Whereas the team that had proved our souls had been hailed as heroes, Dr. Saied Razi's reception on his grim announcement nine years ago had been more akin to — well, less polite than we've become accustomed to. He probably foresaw that, which is why he quietly had his findings corroborated separately, in private, before going public. Humanity was faced with its biggest ethical quandary ever after we absorbed the shock of learning that our souls began "leaking" after about the age of four hundred.
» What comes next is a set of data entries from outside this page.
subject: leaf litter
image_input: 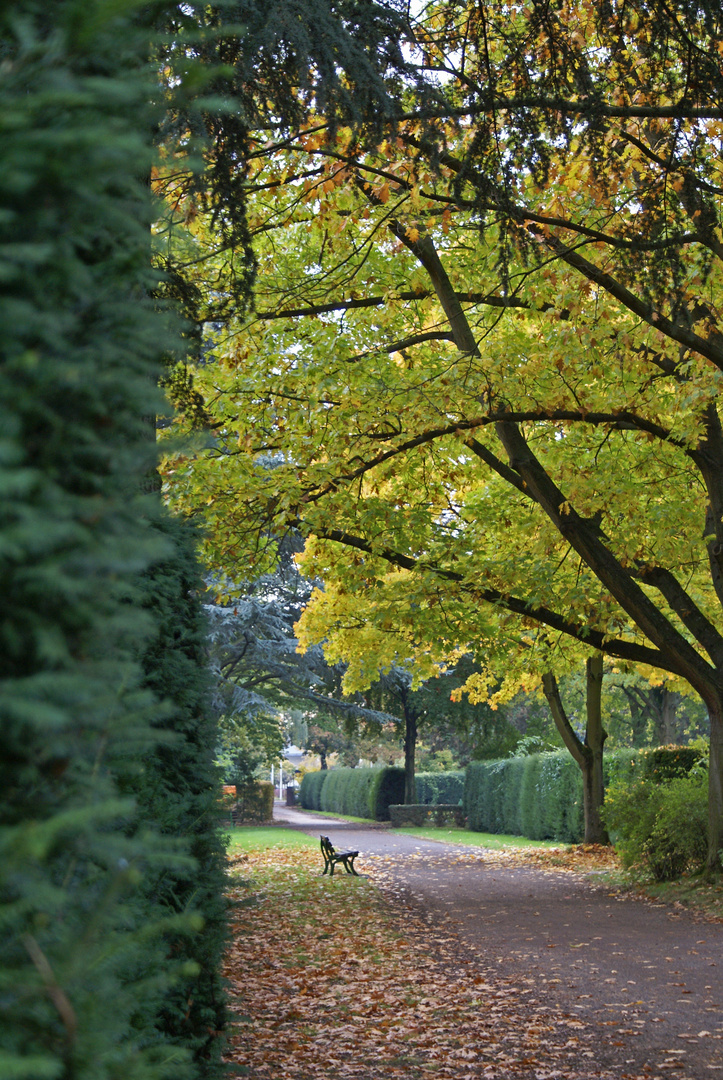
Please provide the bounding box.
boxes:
[226,848,619,1080]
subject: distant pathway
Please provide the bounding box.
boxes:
[275,807,723,1080]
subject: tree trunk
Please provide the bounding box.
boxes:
[404,705,417,806]
[704,692,723,874]
[543,653,610,843]
[580,652,610,843]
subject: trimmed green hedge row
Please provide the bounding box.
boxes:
[464,752,584,843]
[298,769,329,810]
[299,768,404,821]
[415,769,465,806]
[231,780,273,825]
[389,802,466,828]
[464,746,700,843]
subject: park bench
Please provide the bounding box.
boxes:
[321,836,359,877]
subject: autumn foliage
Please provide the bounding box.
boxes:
[226,848,594,1080]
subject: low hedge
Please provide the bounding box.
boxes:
[464,746,700,843]
[299,767,404,821]
[231,780,273,825]
[464,751,585,843]
[415,769,465,806]
[298,769,330,810]
[389,802,467,828]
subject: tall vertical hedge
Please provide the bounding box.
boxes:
[0,8,223,1080]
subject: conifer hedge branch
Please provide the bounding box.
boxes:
[0,8,225,1080]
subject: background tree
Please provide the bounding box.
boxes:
[162,2,723,866]
[0,3,225,1080]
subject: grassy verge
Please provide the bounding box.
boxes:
[227,825,319,859]
[392,826,567,851]
[225,842,599,1080]
[604,869,723,922]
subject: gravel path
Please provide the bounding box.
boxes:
[275,807,723,1080]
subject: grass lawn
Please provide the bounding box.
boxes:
[392,826,568,851]
[227,825,319,859]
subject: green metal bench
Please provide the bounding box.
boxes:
[321,836,359,877]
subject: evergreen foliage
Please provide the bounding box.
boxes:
[464,752,585,843]
[0,0,223,1080]
[313,767,404,821]
[232,780,273,825]
[604,766,708,881]
[416,769,465,806]
[133,517,226,1078]
[298,769,331,810]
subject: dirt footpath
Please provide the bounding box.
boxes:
[274,811,723,1080]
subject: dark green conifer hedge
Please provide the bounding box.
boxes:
[0,0,224,1080]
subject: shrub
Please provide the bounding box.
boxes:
[464,752,584,843]
[416,769,465,805]
[232,780,273,825]
[317,767,404,821]
[389,802,466,828]
[298,769,330,810]
[371,766,404,821]
[603,766,708,881]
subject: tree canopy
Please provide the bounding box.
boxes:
[162,0,723,864]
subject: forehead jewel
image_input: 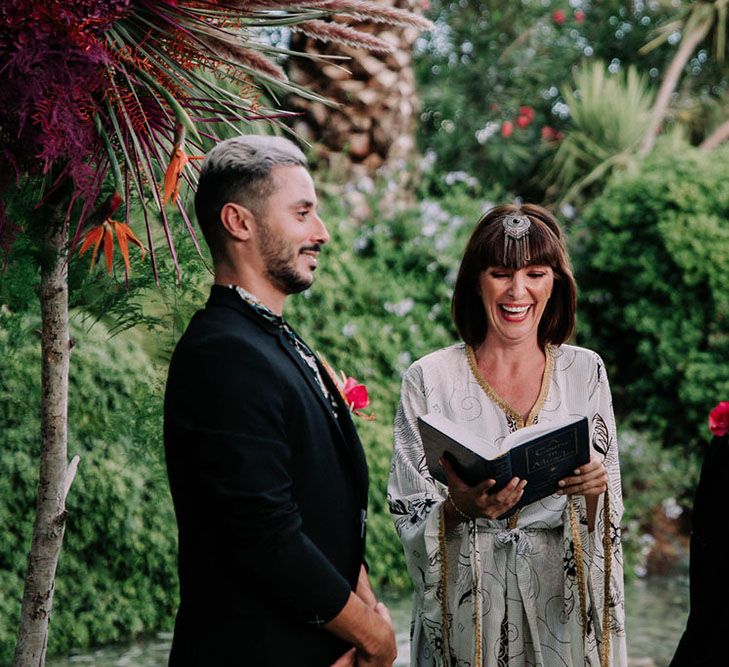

Was this vindication of those, long ago, that believed that man was not supposed to live so long? And the problem now is: what do we do about it? Nobody knows what happens to them, just that by the time a person gets to about eight hundred, and probably not later than fifteen hundred according to the extrapolations, his soul would be completely gone. No theologian thought it reasonable that people might be "gradually" going to heaven, and the only alternative seems to be that the soulless have lost their key to the afterlife. If we have, in fact, gone too far in messing with God's plan, then it seems we must quit ourselves of the longevity we'd spent millennia searching for.

Thanks to the reputation I'd gained over the last two centuries following the publication of my writings and poetry about the nature of life, the human race has come to me for the answer. If I give the word, we will once again become a race of children watching their parents die; a race that will probably never again see thinkers like de Fornier or Ikurasawa.

By the light of the full moon, I walk up the sand to the stone steps and up to the house at the edge of the cliff. The lights are all out so I proceed quietly to the bedroom and sit on the edge of the bureau, where I can indulge in the simple pleasure of watching Edward sleep.

I'd thought I was so lucky to have just missed the last generation of men who had to constantly worry about how much time they had to share with their mahal — and I am. But it's turned out to be yet another example of TANSTAAFL. I got into bed carefully so as not to wake him, and felt him turn to face me as I stroked his hair. I took his hand in mine, the warmth clicking somewhere deep in my animal brain and, as it filtered up to my consciousness, getting translated into the pure contentment I'd been blessed with for these past few centuries, that I'd never found with anyone else. I hadn't thought I could possibly appreciate these times with Edward any more than I'd come to, but these past few days, in the potential shadow of the ancient fear of the unknown returning to us all, I find that I can after all.

I listen to the rhythm of his quiet breathing, and smile as I always do when I notice that, in the seconds since coming to bed, mine has come into synchrony with it. But the smile is accompanied by a slight furrow of the brow as I wonder how many more breaths, how many more heartbeats, remain in our duet.

While the long term consequences of my decision will affect generations yet to come, there is also the question of the people living now. Edward and I are presumably just beginning the slide into spiritual oblivion, though we have a long way to go. Are we to end our lives while we're still assured of Heaven? Yet would that very act deny it to us? Thinking of the high Noumenal Compatibility Quotient we'd received long after he'd declared us soulmates (we'd taken the test more as a curiosity rather than from any doubts), I could visualize it slowly decaying as we continued on. Wouldn't allowing that to happen be the far greater transgression against our Creator?

It is the privilege of mankind to take pleasure in the love of another; are not decisions such as I've been asked to make, properly the bailiwick of the gods?

It's going to be another long night.